STAT 508: Applied Data Mining & Statistical Learning

About

Credits

Data mining and statistical learning methods use a variety of computational tools for understanding large, complex datasets. In some cases, the focus is on building models to predict a quantitative or qualitative output based on a collection of inputs. In others, the goal is simply to find relationships and structure from data with no specific output variable. This course takes an applied approach to understand the methodology, motivation, assumptions, strengths, and weaknesses of the most widely applicable methods in this field.

Course Topics

This graduate level course covers the following topics:

Understanding statistical learning and model selection
Using resampling methods such as cross-validation and bootstrap
Using linear regression methods
Examining variable selection in building regression models
Using regression shrinkage methods such as ridge regression and LASSO
Using dimension reduction methods such as principle components regression and partial least squares
Methods for modeling non-linear relationships
Using classification methods such as logistic regression, discriminant analysis, and nearest-neighbors
Using decision tree methods including bagging and boosting
Understanding the use of support vector machines
Using principal components analysis methods
Using cluster analysis methods

Course Author(s)

Dr.
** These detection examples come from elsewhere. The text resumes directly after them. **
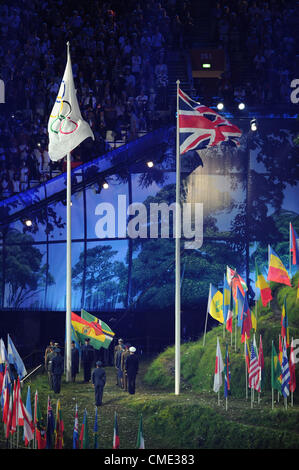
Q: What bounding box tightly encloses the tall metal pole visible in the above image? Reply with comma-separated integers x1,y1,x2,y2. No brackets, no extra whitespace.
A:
65,152,72,382
175,80,181,395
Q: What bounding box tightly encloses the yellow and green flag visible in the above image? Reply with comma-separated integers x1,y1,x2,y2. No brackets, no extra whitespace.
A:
208,284,224,323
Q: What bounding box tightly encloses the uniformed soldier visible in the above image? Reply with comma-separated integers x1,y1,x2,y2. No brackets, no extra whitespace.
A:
121,344,131,392
51,348,64,393
46,346,55,390
126,346,139,395
92,361,106,406
82,338,95,382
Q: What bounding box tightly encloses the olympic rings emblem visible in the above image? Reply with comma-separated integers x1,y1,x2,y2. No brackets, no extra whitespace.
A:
50,81,78,135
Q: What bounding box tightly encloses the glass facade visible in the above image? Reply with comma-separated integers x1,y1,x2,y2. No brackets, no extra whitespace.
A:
0,118,299,323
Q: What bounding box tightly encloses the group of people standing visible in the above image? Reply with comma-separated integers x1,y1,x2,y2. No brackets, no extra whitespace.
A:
45,338,139,406
114,338,139,395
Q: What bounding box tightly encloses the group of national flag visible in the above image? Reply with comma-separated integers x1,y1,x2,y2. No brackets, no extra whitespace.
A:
207,223,299,344
213,335,296,404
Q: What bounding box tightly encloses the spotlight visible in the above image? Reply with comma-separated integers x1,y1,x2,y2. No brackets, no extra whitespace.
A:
250,119,257,132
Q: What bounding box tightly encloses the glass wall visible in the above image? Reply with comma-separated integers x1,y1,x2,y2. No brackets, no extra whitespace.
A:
0,119,299,316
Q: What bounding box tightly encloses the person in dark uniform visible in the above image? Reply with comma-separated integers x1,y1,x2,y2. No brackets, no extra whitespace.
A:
46,346,55,390
92,361,106,406
82,338,95,382
71,341,79,382
126,346,139,395
51,348,64,393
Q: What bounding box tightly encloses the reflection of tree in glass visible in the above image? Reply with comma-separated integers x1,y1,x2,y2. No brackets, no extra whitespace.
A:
132,185,243,309
72,245,124,309
4,230,54,308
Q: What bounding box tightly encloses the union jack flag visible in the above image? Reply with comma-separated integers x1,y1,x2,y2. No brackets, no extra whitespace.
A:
178,89,242,155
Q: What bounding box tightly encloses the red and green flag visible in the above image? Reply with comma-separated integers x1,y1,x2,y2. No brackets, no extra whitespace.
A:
267,245,292,287
281,296,290,348
255,261,273,307
136,415,145,449
81,308,115,349
79,408,89,449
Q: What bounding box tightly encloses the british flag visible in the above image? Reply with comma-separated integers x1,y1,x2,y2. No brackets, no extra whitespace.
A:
178,89,242,155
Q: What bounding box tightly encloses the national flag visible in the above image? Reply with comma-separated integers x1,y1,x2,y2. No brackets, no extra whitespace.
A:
73,403,79,449
235,286,245,326
241,293,252,343
267,245,292,286
178,89,242,155
255,260,273,307
248,342,260,391
7,335,27,379
79,408,89,449
1,364,11,424
81,308,115,349
244,333,250,373
271,342,281,393
10,380,19,434
222,275,231,324
208,284,224,323
5,393,13,439
71,312,111,349
112,411,119,449
213,337,224,393
48,45,94,161
46,397,55,449
136,415,145,449
93,406,99,449
226,266,248,300
258,335,265,389
0,338,8,393
290,222,299,265
224,345,231,398
34,390,47,449
289,338,296,392
19,397,34,446
281,342,291,398
54,399,64,449
280,296,290,348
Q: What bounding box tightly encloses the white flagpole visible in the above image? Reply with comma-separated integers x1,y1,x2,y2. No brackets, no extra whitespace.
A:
175,80,181,395
65,151,72,382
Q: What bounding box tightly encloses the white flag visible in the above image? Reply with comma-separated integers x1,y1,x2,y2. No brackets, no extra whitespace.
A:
213,337,224,393
48,43,94,161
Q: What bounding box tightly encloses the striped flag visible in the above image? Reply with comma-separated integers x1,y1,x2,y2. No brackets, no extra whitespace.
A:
73,403,79,449
178,89,242,155
248,342,260,390
281,341,291,398
112,412,119,449
290,338,296,392
224,345,231,398
213,337,224,393
136,415,145,449
93,406,99,449
281,296,290,348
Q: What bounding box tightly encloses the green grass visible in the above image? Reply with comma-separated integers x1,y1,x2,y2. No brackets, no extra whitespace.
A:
0,273,299,449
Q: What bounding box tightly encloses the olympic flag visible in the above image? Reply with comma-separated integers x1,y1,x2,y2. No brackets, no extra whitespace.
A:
48,43,94,161
48,43,94,382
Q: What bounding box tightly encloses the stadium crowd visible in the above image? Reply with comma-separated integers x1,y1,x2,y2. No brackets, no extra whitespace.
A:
212,0,298,106
0,0,296,198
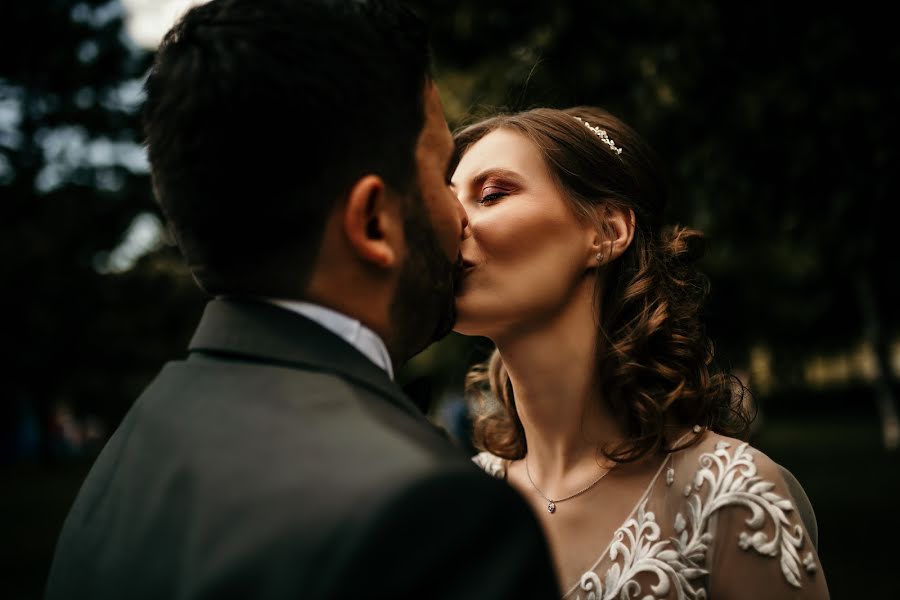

Jia Li is the original author of these course materials. They have been adapted and enhanced by Dr. Le Bao, Dr. Iain Pardoe, and Dr. Megan Romer.

Software

The examples in the course use R and students will do weekly R Labs to apply statistical learning methods to real-world data. Extensive guidance in using R will be provided, but previous basic programming skills in R or exposure to a programming language such as MATLAB or Python will be useful.

R involves programming. Students should already feel comfortable using R at a basic level, be a quick learner of software packages, or able to figure out how to do the required analyses in another package of their choice. Students who have no experience with programming or are anxious about being able to manipulate software code are strongly encouraged to take the one-credit course in R in order to establish this foundation before taking this course.

R will be supported and sample programs will be supplied but you will be required to do some programing on your own. Due to different software applications, software versions and platforms there may be issues with running code. Students must be proactive in seeking advice and help from appropriate sources including documentation resources, other students, the teaching assistant, instructor or helpdesk.

Textbook

James, G., Witten, D., Hastie, T., Tibshirani, R. (2021). An Introduction to Statistical Learning: with Applications in R, 2nd Edition. Springer. ISBN-13: 978-1071614174

(*) This textbook will also be readily available through the Penn State Libraries E-Book program at no cost to the student. Students do not need to purchase a physical copy of the book. Instructions for accessing the E-Book will be provided in the course.

Last updated:

FA23

Assessment Plan

Weekly Quizzes: Two types of short weekly quizzes will ensure that you are progressing at an appropriate pace throughout the term. Although there is no time-limit on these quizzes, please allow sufficient time to take each quiz without interruption.

“Theory”: quizzes based on the assigned reading material.
“R Labs”: quizzes based on the assigned R labs, usually to replicate and modify them.

Weekly Assignments: In the weekly data analysis assignments, you will apply the week’s concepts to an assigned dataset, work toward writing your own code, and practice synthesizing your analyses and findings in concise statistical reports that could be read by a peer or a supervisor.

Projects: There will be one midterm project and one final project. The midterm project will be an individual project. For the final project, teams of 2–3 students are expected.

Grading:

Weekly Quizzes (25%): Knowledge Checks (15%) + R Labs (10%)
Weekly Assignments (25%)
Individual Midterm Project (25%)
Final Team Project (25%)
Participation (Up to 2% extra credit)

Prerequisites

STAT 501 (Regression Methods) or a similar course that cover analysis of research data through simple and multiple regression and correlation; polynomial models; indicator variables; step-wise, piece-wise, and logistic regression.
Basics on probability, expectation, and conditional distributions.
Matrix algebra and multivariate calculus will be beneficial but is not required.